ALTHOUGH a regular presence in group shows, John Kelly is sparing of solo exhibitions, which perhaps has told against him. This new, and welcome, one is based on the Icarus theme, much treated by artists over the centuries, and by sculptors in particular. It runs the gamut of nearly sixty works, mostly watercolours and drawings, and almost inevitably one facetious viewer has privately named the result Icarus All sorts.
One aspect is visible straightaway Kelly has not treated the subject portentously or reverentially. The Icarus legend is an obvious vehicle for morals about hubris, of vaulting ambition which overleaps itself, of human aspiration soaring and falling, etc. Here he is often seen as a broken and slightly ridiculous puppet, jerked about on wings and strings a circus figure rather than a mythic hero. It puts you less in mind of the Homeric world than of Fitzgerald's Flying Machine.

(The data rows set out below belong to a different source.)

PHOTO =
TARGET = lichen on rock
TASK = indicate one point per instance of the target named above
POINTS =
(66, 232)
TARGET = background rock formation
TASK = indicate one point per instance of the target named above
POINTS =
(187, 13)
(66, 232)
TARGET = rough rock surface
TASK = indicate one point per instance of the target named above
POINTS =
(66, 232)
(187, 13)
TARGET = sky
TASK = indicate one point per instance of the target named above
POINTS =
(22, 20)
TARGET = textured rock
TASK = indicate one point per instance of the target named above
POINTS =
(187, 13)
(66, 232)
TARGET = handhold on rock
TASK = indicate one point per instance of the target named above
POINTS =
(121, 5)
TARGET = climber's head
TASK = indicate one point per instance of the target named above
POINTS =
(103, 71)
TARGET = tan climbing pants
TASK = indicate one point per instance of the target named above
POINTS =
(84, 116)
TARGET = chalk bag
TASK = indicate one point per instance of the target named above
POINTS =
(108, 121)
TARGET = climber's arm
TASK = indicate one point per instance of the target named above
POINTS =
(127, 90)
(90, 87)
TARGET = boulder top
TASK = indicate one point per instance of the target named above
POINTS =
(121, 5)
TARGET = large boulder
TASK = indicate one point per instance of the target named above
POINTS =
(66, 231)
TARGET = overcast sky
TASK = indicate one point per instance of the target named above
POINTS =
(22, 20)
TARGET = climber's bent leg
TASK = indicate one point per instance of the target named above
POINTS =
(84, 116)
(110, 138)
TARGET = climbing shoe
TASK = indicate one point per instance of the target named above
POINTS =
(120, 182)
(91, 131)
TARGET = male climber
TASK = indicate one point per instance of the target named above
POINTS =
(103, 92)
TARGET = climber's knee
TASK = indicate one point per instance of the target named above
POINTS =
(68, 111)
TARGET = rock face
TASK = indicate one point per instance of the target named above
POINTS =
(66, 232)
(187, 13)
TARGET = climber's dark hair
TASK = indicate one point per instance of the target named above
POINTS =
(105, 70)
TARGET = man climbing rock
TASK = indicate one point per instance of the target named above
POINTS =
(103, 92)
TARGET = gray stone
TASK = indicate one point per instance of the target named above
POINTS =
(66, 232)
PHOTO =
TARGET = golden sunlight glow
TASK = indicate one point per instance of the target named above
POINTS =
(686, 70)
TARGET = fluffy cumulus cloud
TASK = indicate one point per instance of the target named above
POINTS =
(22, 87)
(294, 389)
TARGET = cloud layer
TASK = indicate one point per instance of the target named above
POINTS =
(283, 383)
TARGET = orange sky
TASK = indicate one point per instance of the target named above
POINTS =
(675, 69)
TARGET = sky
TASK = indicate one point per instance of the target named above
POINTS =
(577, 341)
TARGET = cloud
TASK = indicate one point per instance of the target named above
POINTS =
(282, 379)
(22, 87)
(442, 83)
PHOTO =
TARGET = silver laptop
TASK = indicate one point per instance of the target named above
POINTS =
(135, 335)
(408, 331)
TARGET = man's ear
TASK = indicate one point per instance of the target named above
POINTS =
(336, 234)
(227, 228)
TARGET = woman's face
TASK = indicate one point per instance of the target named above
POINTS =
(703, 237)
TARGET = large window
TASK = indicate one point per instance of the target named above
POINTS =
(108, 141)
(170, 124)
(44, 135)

Certain of the drawings made me wonder if Kelly had not taken a leaf or two from Leonardo's many diagrams on flying or his intricate but abortive studies for flying machines (and Leonardo, in some respects, was an Icarus like figure). But there is also a Chagall like vein of fantasy, and as well a delicate, understated, almost fairyland quality. There are a few oils, which do add weight, but Kelly seems most at ease, and most himself, in his own special use of graphic media.